Siris coughed, trying to get some of the gunk out of his mouth. “I’ve lied to myself too, apparently.” He closed his eyes, raising his hands to his head, groaning.
This can
not
be possible.
“Do you really not remember anything?” she asked. “You’ve probably lived thousands of years.”
“All I know is my own life,” he said. “Growing up in Drem’s Maw, being told I was the Sacrifice. Seeking the God King.” He took a deep breath, in and out. “I’m just a person. Hell take me, a regular
person
.”
“You don’t fight like one.”
He tried to banish the thoughts that came next. Memories from his childhood. Veterans who had left the God King’s service and come to train the Sacrifice. They had whispered that Siris was too good. That he learned too quickly. By childhood, he’d been able to fight as well as any of them. By his teenage years, he’d have been named a duelmaster in any major city.
By his twentieth year, he had been good enough to defeat the God King.
. . . too perfect to be completely human anymore . . . you fought like a god . . .
“I’ve seen something in your eyes, occasionally,” she said. “A depth to them, a . . . change to you. Sudden flashes of arrogance.”
“The Infinity Blade,” he protested, opening his eyes. “It was corrupting me.”
She raised an eyebrow. “Why would a weapon built to free mankind, to defeat the Deathless, corrupt the one using it?”
“I . . .”
She mocks me. Kill her.
An awareness blossomed in him. Those thoughts weren’t external. They were a part of him. A
real
part of him.
“That’s who I was . . .” he whispered. “That’s what I used to be. One of them. Oh . . . Verity . . .” He could almost remember it. He banished those memories by reflex. No. He didn’t want them. He hated them.
He hated who he had been.
Hated him
.
“Who
are
you?” Isa asked.
“I wish I knew.” It was a lie. He didn’t want to know anything of that man, the one who thought the Dark Thoughts.
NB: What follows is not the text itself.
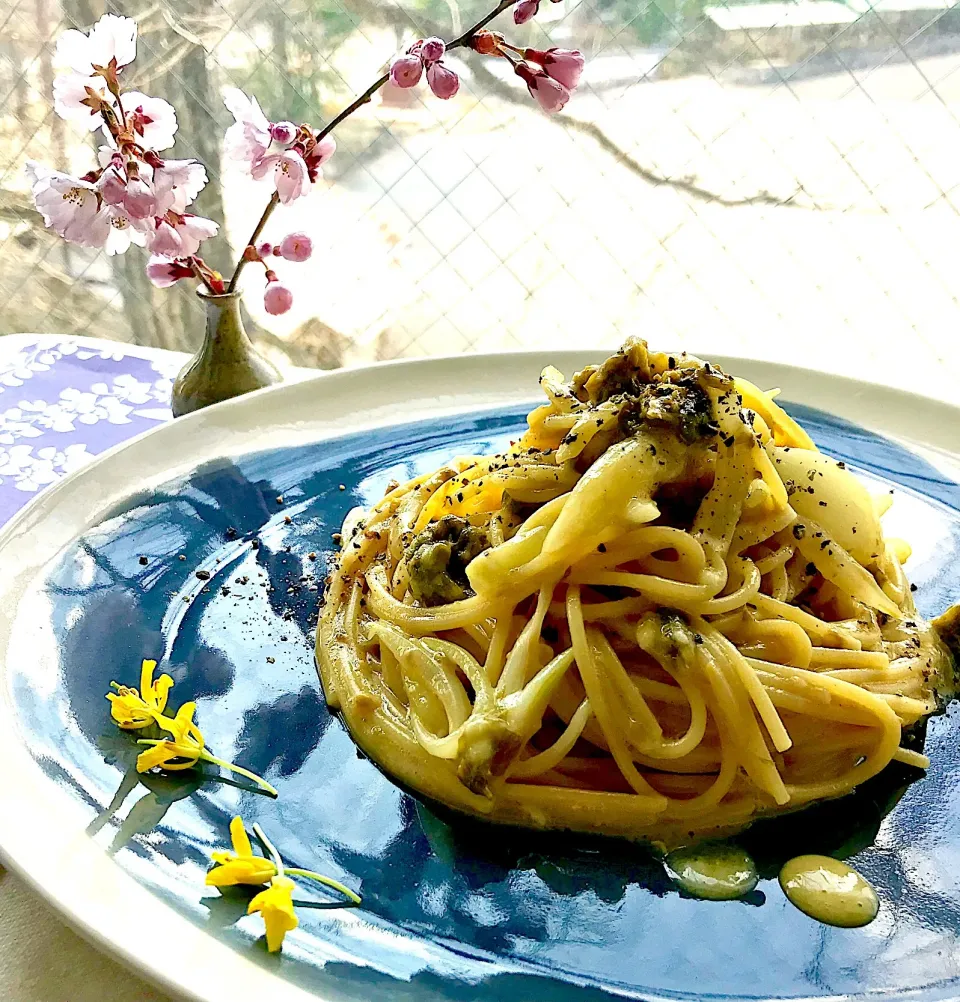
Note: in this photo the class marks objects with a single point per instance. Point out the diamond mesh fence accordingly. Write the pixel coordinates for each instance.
(774, 178)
The man who hated all things, who kept himself isolated, who acted like he ruled everyone.
The God King had named him Ausar.
Siris shook his head and started to climb out of the tank, then realized he was completely naked. “My clothing?”
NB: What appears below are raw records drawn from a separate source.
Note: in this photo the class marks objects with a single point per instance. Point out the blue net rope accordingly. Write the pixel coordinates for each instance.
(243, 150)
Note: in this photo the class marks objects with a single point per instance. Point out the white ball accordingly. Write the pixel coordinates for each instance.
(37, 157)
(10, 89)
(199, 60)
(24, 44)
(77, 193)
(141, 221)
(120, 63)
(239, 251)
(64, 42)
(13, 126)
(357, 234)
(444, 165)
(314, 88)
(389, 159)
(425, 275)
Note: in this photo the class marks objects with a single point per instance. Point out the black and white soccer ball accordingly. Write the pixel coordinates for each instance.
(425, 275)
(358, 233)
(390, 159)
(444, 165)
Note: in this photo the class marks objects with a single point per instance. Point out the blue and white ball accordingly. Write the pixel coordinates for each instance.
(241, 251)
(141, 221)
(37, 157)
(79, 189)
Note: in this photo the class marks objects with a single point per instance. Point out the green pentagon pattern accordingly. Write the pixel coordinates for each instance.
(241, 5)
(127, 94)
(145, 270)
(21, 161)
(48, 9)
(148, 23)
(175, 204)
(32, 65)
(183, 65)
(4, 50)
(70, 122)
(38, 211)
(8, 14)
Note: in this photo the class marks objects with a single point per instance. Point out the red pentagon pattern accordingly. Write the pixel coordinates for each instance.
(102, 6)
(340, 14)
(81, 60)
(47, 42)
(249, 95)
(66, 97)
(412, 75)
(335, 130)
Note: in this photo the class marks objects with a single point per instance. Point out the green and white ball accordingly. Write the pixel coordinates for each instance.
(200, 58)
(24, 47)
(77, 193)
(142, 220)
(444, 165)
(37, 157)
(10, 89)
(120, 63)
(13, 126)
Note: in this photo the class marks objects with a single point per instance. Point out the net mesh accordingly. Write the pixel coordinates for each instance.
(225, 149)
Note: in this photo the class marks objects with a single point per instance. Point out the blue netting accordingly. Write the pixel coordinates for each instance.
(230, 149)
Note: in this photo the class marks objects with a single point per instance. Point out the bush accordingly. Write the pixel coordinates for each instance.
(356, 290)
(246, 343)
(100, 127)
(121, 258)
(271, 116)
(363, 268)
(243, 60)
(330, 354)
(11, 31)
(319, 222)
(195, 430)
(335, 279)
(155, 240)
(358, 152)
She nodded toward a pedestal beside the tank, and didn’t even have the decency to blush. Damn Avrians. “That’s all I could find. Your own clothing was burned; I had to haul what was left of you here. You were badly burned. I peeled off what clothing was left; I didn’t know if the rebirth would work with the clothing on.”
Siris wished he had a towel. The chamber was all metal, with a few of these tubs full of goo in them. “It would have. I saw the God King’s rebirthing chamber. He had . . . copies of himself, fully armored, waiting for him.”
“I don’t know if you saw what you think you did.”
“It looked a lot like this,” he said. He hesitated, then climbed out on the side opposite her, keeping the large, waist-high tub between the two of them for some modesty’s sake. He began pushing the goo from his body as best he could.
“I think there’s a hose beside the tub,” she said.
She was right. The water was cold.
“I assume we’re in the chamber you visited that once?” he asked. “On the mountainside?”
“Yes.”
“You broke your promise, you know. You killed me.”
“You’d have preferred the alternative?” she snapped. “He was going to kill you. Kill you
with
the blade.”
Siris froze, water gushing out over his arm. She’d killed him to save him. He should have realized it before, but all of this was coming at him so quickly.